Lozada: That was Dana Saccomano, a breastfeeding and chest feeding advocate and a mother of two. You can find Dana on Instagram @Dana_Breastfeedingcounselor. I hope your main takeaway from our conversation is that your body and your intuition will guide you through your labor experience even if that experience is nothing like you were expecting and you end up embracing things you didn’t expect to, like scream loudly and roar your baby, because that’s what you needed to do. Oh, and also that it is completely okay to mourn the experience you wanted to have while at the same time you process and even cherish what actually ends up happening.
One thing you can do for you is put together a precipitous birth kit. This could include a few large Chux under pads, a few pair of sterile gloves, several towels to dry off baby, two or three newborn receiving blankets and a newborn hat, a gallon freezer bag where you can put the placenta, which will still be attached to the baby, and maybe something to clamp the cord, although that’s not completely necessary as the umbilical cord is self-clamping. You could also add a couple of washcloths, a trash bag for all those under pads and towels after you’re done, and maybe a baby bulb syringe. Those are just some ideas.

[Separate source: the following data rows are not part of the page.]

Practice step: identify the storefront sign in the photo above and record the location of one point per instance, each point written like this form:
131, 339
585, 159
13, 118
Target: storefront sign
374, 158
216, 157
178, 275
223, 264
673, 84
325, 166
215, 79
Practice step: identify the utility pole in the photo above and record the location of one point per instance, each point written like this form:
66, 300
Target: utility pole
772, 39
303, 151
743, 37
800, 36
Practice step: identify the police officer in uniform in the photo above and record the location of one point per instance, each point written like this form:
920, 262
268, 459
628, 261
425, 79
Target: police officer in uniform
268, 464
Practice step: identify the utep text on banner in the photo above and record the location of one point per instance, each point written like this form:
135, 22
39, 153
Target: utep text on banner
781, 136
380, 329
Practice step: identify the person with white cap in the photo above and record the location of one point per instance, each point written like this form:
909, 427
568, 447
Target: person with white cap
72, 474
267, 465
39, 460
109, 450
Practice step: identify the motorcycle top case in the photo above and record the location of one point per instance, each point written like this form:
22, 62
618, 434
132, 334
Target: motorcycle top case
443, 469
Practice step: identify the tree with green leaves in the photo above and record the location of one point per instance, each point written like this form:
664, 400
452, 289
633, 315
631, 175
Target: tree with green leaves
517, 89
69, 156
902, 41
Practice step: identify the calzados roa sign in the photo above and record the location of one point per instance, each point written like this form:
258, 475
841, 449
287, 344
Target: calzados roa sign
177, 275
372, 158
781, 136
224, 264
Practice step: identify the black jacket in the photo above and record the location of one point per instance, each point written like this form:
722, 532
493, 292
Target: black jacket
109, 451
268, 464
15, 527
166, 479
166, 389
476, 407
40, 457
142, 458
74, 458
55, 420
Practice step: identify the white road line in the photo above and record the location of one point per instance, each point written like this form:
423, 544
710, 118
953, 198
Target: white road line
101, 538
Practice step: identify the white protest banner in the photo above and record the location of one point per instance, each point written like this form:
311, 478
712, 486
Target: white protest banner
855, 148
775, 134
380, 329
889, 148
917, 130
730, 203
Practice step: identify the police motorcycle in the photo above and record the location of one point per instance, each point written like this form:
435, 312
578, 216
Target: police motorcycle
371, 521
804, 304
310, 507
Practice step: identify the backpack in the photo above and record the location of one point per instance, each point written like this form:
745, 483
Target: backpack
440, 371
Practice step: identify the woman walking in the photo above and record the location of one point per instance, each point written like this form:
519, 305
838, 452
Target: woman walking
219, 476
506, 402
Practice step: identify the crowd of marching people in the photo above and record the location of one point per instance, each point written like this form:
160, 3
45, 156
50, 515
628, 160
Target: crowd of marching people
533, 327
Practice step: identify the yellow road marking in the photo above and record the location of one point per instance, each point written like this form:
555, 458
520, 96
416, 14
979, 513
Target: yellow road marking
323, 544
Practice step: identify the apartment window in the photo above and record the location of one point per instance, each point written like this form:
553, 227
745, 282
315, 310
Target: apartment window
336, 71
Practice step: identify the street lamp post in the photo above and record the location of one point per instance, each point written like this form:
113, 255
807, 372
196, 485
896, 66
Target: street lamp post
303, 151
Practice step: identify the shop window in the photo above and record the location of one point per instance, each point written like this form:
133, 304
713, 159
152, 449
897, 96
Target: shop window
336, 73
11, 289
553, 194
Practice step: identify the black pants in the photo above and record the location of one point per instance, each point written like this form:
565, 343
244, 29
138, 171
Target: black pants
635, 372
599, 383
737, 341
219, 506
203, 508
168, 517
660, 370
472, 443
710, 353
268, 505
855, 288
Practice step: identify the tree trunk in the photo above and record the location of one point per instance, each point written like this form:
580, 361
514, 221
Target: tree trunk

Now, May 5th was the International Day of the Midwife and we want to continue to honor and celebrate that day frankly all year long. So the one thing you can do for the rest of us is amplify and support the recently opened Commonsense Childbirth School of Midwifery, the very first and only nationally accredited Black-led midwifery training school in the U.S., and founded by midwife Jennie Joseph. The bottom line is that we need more midwives, and specially more Black midwives. Having a provider who looks like you and who shares your values, your language or your culture makes a huge difference during pregnancy and childbirth, and more Black midwives are a critical part of the solution to the current maternal mortality crisis in the U.S. Please find out more at commonsensechildbirth.org
Birthful was created by me, Adriana Lozada, and is a production of Lantigua Williams & Co. The show’s senior producer is Paulina Velasco. Jen Chien is our executive editor. Cedric Wilson is our lead producer and Kojin Tashiro mixed this episode. Thank you for listening to and sharing Birthful. Be sure to subscribe on Apple Podcasts, Amazon Music, Spotify, and everywhere you listen, and come back next week for more ways to inform your intuition.
CITATION:
Lozada, Adriana, host. “[Birth Stories] Her Rapid Birth Was Unpredictable, so She Went Along for the Ride.” Birthful, Lantigua Williams & Co., May 12, 2021. Birthful.com.

Image description: Dana supports baby Jude as big brother Harry, sitting on her lap, holds the baby in his arms.
About Dana Saccomano
Dana Saccomano (she/her) is a mother of two boys, a wife, a daughter, a sister, a musician, a breastfeeding advocate and a birth nerd! She lives in Vernon, CT with her husband Todd, her two boys and two cats. She is a violinist and a public school strings teacher in East Hartford, CT by profession. She is also a peer counselor for Breastfeeding USA and currently studying to become a CLC, Certified Lactation Counselor, through the Healthy Children Project program.